Exposición
PICASSO Tradición y vanguardia,
Museo Nacional del Prado y Museo Nacional Centro de Arte Reina Sofía
Madrid, junio/septiembre 06
Comisarios: Carmen Giménez y Francisco Calvo Serraller
“La soberbia curatorial carece de toda sensatez”.
Fernando Castro Flórez.
Allá por junio de este mismo año llegó a mis manos el número mensual de la revista de Arte con más aceptación en el gran público. En portada, una plañidera de tez cetrina de esas que tanto reverenciamos por el simple hecho de pertenecer al trasunto del tesoro nacional en que se ha convertido el Guernica. Ávidamente, busco la referencia a la que sin duda ha sido la exposición del verano –colas dignas de aquella expo de Sevilla, aguante estoico bajo un calor ya castizo-: Picasso. Tradición y Vanguardia. Leo la correctísima crónica, algo salvable para el aficionado medio si es que ya le asaetearon con la vida y los milagros del pintor malagueño años ha. Y, algo decepcionado, volteo la última hoja del artículo para, ahora sí, paladear la contracrónica.

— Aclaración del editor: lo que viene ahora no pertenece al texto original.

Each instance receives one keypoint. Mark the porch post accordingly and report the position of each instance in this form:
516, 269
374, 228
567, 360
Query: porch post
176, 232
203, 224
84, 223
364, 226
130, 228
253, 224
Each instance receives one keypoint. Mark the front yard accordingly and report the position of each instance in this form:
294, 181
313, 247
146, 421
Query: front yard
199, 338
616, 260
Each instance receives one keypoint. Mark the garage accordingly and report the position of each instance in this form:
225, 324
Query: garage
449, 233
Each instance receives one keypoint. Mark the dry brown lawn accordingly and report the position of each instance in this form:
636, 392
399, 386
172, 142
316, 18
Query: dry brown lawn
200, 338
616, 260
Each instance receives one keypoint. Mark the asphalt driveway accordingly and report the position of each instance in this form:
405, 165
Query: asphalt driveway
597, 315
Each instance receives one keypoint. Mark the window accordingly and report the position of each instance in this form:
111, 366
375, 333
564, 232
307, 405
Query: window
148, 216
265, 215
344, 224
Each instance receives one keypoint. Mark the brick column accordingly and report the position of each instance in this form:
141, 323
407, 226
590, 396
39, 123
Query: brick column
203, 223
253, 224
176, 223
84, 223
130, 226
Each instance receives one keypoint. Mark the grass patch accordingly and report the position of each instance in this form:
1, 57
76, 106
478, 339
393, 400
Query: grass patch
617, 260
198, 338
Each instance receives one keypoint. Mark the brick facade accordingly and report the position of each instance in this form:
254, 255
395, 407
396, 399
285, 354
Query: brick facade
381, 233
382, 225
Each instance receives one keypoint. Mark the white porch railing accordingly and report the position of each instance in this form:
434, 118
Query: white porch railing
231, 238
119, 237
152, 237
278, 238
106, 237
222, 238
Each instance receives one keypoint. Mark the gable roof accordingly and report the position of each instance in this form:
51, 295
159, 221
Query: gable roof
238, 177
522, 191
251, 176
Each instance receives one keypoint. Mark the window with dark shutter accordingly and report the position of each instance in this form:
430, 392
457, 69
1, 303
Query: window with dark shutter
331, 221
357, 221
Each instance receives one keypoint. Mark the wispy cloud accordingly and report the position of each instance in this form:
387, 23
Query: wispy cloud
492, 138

Ya conocía la sección fija que antes ostentase mi admirado Fernando Castro, una especial atalaya donde vapulear sin receso los desmanes de artistas, comisarios y ministras, entre otras exquisiteces. El reencuentro no pudo menos que ser sabroso; el crítico desprecia con diafanidad el empeño curatorial de poner las cosas juntitas para que nos enteremos de lo que pasa. Como todos sabrán, la muestra ha sido una ocasión singular para contemplar, unas junto a otras, piezas clave del artista moderno y aquellas otras que por analogía se encuentran entre las fuentes de las que bebió. Mover las obras de un museo al otro (recordemos que las sedes fueron el Prado y el Reina Sofía) para generar un evento posmoderno es banalizar la gestión cultural, y propiciar la afluencia masiva bajo este reclamo ha de ser tildado al menos de exceso.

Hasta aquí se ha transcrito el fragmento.